# Pass data between pipeline steps

Often, a pipeline line includes at least one step that depends on the output of a preceding step. For example, you might use a step that runs a python script to preprocess some data, which must then be used in a subsequent step to train a model.

## The PipelineData object

The PipelineData object is a special kind of DataReference that:

• References a location in a datastore.
• Creates a data dependency between pipeline steps.

You can view a PipelineData object as an intermediary store for data that must be passed from a step to a subsequent step.

## PipelineData step inputs and outputs

To use a PipelineData object to pass data between steps, you must:

1. Define a named PipelineData object that references a location in a datastore.
2. Specify the PipelineData object as an input or output for the steps that use it.
3. Pass the PipelineData object as a script parameter in steps that run scripts (and include code in those scripts to read or write data)

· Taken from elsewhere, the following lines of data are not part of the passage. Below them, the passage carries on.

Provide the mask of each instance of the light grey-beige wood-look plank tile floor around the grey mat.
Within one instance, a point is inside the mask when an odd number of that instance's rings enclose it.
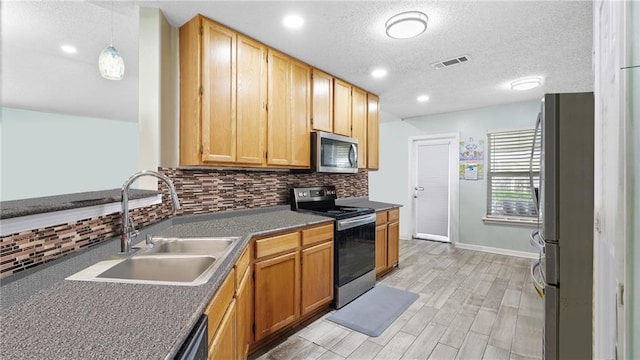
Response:
[[[326,320],[332,311],[250,359],[540,359],[543,300],[530,263],[401,240],[400,267],[380,282],[420,298],[379,337]]]

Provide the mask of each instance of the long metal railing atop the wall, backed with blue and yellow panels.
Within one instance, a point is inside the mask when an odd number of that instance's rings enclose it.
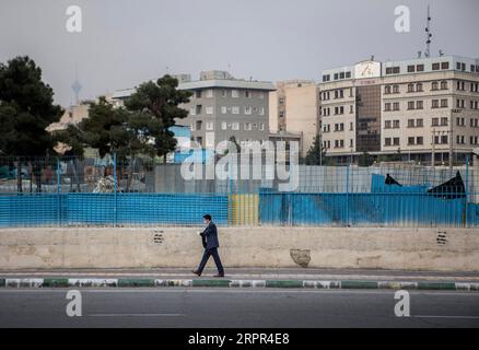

For example, the following code defines a PipelineData object that for the preprocessed data that must be passed between the steps.

from azureml.pipeline.core import PipelineData
from azureml.pipeline.steps import PythonScriptStep, EstimatorStep

# Get a dataset for the initial data
raw_ds = Dataset.get_by_name(ws, 'raw_dataset')

# Define a PipelineData object to pass data between steps
data_store = ws.get_default_datastore()
prepped_data = PipelineData('prepped',  datastore=data_store)

# Step to run a Python script
step1 = PythonScriptStep(name = 'prepare data',
source_directory = 'scripts',
script_name = 'data_prep.py',
compute_target = 'aml-cluster',
runconfig = run_config,
# Specify dataset as initial input
inputs=[raw_ds.as_named_input('raw_data')],
# Specify PipelineData as output
outputs=[prepped_data],
# Also pass as data reference to script
arguments = ['--folder', prepped_data])

# Step to run an estimator
step2 = EstimatorStep(name = 'train model',
estimator = sk_estimator,
compute_target = 'aml-cluster',
# Specify PipelineData as input
inputs=[prepped_data],
# Pass as data reference to estimator script
estimator_entry_script_arguments=['--folder', prepped_data])


In the scripts themselves, you can obtain a reference to the PipelineData object from the script argument, and use it like a local folder.

# code in data_prep.py
from azureml.core import Run
import argparse
import os

# Get the experiment run context
run = Run.get_context()

# Get input dataset as dataframe
raw_df = run.input_datasets['raw_data'].to_pandas_dataframe()

# Get PipelineData argument
parser = argparse.ArgumentParser()